During his college years, Basie worked as a curatorial assistant at the Beinecke Library and catalogued books for two rare book firms while forging an academic specialty in the history of the book. His dissertation at the University of Cambridge, from which he received an M.Phil. in 2011, examined how British donors were solicited for gifts to the Harvard and Yale libraries in the colonial period. In 2012, he joined the Yale Office of Development as a staff writer in the stewardship department. For the last two and a half years, as a front-line fundraiser for the Yale School of Management, he helped to establish the school’s reunion and leadership giving programs and built strong relationships with countless donors, many of them new to philanthropy.

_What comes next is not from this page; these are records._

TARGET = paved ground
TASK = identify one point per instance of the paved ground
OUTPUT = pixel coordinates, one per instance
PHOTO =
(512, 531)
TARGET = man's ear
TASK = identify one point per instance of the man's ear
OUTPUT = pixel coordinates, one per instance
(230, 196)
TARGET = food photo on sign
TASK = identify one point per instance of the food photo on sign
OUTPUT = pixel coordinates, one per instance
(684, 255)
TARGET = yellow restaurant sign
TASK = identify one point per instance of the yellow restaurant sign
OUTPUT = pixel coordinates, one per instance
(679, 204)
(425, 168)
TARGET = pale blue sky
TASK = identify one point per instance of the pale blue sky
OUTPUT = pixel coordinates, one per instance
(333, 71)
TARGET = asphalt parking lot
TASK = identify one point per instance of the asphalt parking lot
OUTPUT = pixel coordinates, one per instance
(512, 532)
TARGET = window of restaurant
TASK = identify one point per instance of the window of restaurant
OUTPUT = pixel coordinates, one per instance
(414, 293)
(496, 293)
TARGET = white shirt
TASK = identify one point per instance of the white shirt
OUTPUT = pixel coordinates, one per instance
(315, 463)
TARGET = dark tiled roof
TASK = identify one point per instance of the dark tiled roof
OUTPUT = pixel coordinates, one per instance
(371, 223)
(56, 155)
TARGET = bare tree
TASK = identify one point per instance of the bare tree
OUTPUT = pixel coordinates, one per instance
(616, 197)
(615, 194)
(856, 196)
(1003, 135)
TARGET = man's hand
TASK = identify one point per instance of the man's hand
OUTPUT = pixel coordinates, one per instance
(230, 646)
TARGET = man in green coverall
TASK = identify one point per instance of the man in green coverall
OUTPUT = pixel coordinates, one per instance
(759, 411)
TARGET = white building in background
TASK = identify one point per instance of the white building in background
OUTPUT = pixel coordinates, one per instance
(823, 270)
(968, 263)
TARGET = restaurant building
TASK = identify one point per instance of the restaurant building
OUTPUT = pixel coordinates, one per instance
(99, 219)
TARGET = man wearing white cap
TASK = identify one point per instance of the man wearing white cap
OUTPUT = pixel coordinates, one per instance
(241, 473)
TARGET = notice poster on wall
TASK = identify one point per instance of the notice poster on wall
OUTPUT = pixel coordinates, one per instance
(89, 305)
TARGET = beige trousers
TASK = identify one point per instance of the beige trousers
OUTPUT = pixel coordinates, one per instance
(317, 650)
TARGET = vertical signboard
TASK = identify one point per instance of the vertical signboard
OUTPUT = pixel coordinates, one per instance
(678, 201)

In his spare time, he serves on the boards of the Mory’s Association and the Yale Alumni Fund, interviews prospective students as an Alumni Schools Committee member, and is a Fellow of Davenport College. He also co-chaired his 5th Reunion Gift Committee. With his father, Jay Gitlin, he co-authored a book, Mory’s: A Brief History (2014), and an essay on Elihu Yale for the Yale University Art Gallery Bulletin 2012. A serious book collector, Basie has focused his efforts on the history of Yale and the history of books, libraries, and printing; he is an active member of the Grolier Club in New York City, the oldest society of bibliophiles in North America. His other hobbies include practicing and competing with the Yale Graduate Crew, haunting the Payne Whitney squash courts, and playing the drums.